La situazione trasporti era tutta in salita anche in Messico perché “di domenica sera i voli per l’Europa erano quasi tutti cancellati. Nel contempo, a casa in Italia, mia sorella e mia madre hanno contattato il sindaco di Cesena Enzo Lattuca che, appresa la situazione, ci ha fornito un contatto diretto con la Farnesina”. La svolta positiva è avvenuta tramite “una ragazza dell’ambasciata a Roma che ci ha fornito supporto costante, giorno e notte. Ci è stato detto che una volta raccolto un numero sufficiente di cittadini italiani, le autorità avrebbero organizzato un volo di emergenza con destinazione Milano per il rimpatrio”.

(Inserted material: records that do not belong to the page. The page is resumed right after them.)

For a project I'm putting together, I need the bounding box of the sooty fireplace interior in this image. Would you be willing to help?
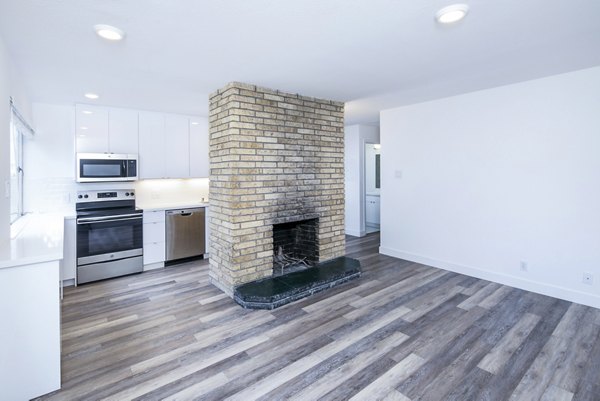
[273,219,319,276]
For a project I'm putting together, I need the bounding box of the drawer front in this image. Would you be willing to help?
[144,221,165,244]
[144,210,165,224]
[144,241,165,265]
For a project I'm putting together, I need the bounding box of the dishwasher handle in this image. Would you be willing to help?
[167,208,203,217]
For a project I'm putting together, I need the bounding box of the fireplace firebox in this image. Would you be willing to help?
[273,219,319,276]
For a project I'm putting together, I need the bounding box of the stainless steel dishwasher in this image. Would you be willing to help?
[166,207,206,262]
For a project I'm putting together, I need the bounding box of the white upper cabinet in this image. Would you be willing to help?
[138,111,166,178]
[75,104,209,179]
[75,104,108,153]
[75,104,138,154]
[190,117,210,177]
[165,114,190,178]
[108,108,139,154]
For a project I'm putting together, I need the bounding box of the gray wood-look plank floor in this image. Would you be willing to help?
[41,233,600,401]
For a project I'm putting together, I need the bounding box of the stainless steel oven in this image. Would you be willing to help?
[77,153,138,182]
[76,190,143,284]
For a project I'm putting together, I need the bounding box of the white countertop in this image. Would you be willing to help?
[136,202,208,212]
[0,214,65,269]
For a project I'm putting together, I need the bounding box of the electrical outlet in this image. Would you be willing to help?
[520,260,528,272]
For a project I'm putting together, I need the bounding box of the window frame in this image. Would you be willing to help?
[9,107,24,224]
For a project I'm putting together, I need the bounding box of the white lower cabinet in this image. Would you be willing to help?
[143,210,165,270]
[60,217,77,284]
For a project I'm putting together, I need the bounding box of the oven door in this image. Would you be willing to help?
[77,213,143,266]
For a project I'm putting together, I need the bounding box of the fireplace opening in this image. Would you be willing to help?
[273,219,319,276]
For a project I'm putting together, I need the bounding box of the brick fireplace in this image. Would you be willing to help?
[209,83,345,296]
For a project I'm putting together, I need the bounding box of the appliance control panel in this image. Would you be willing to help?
[76,189,135,203]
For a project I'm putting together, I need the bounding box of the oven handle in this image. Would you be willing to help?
[77,214,142,224]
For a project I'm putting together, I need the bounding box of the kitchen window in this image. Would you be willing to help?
[9,98,34,224]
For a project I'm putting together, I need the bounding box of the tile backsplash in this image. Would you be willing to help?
[23,177,209,214]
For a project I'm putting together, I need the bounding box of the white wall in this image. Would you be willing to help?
[0,33,31,241]
[365,144,381,195]
[344,125,379,237]
[381,67,600,307]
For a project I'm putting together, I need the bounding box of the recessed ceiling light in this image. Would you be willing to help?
[435,4,469,24]
[94,24,125,42]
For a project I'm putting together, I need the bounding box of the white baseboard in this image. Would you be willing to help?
[63,278,75,287]
[346,229,367,237]
[144,262,165,272]
[379,247,600,308]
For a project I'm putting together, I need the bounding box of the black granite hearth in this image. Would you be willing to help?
[233,256,361,309]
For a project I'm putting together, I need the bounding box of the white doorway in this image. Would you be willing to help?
[363,143,381,234]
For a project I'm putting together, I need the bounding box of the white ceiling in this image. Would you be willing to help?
[0,0,600,123]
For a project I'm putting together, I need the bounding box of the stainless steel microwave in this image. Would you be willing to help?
[77,153,138,182]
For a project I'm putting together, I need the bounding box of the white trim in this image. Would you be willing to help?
[379,247,600,308]
[144,262,165,272]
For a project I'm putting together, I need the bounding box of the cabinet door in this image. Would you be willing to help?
[60,218,77,281]
[108,108,139,154]
[165,114,190,178]
[190,117,210,177]
[139,112,166,178]
[75,104,109,153]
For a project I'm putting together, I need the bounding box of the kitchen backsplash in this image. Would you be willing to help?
[135,178,209,206]
[23,177,209,214]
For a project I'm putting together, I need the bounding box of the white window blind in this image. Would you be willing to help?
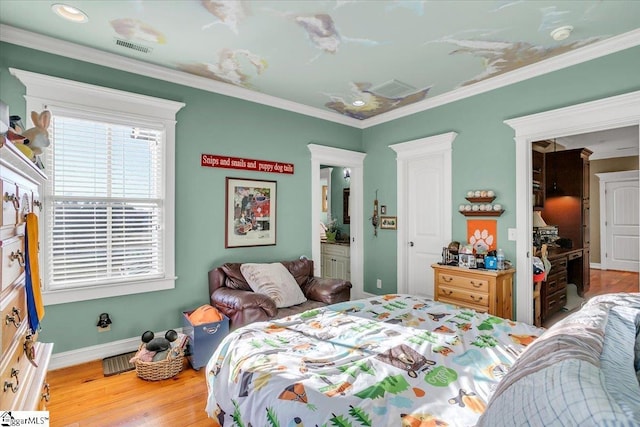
[45,111,164,291]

La situazione si è definitivamente sbloccata martedì scorso alle 21 locali quando “ci hanno avvisato di un volo Neos in programma il 25 marzo. Abbiamo passato tutta la notte nel tentare di acquistare due biglietti ma le carte di credito non funzionavano e nemmeno quelle dei nostri genitori in Italia. Così l’indomani abbiamo comprato in contanti i posti sull’aereo del rientro in un’agenzia viaggi locale”. La tratta di ritorno è scattata alle 9 del mattino da Cancun con arrivo diretto all’aeroporto di Malpensa all’una di notte del 26 marzo.
“Mettere piede in Italia ha cancellato definitivamente ogni nostra paura, ma abbiamo passato giorni infernali. E’ stata una lotta continua per quattro giorni, tra pianti, senza dormire e con molta paura in corpo. Altri paesi erano molto più organizzati per quanto riguarda la logistica dei rimpatri, noi ci siamo sentiti umiliati. Ora che racconto la storia seduta sul divano di casa sono più tranquilla – conclude – ma non è stata una bella esperienza”.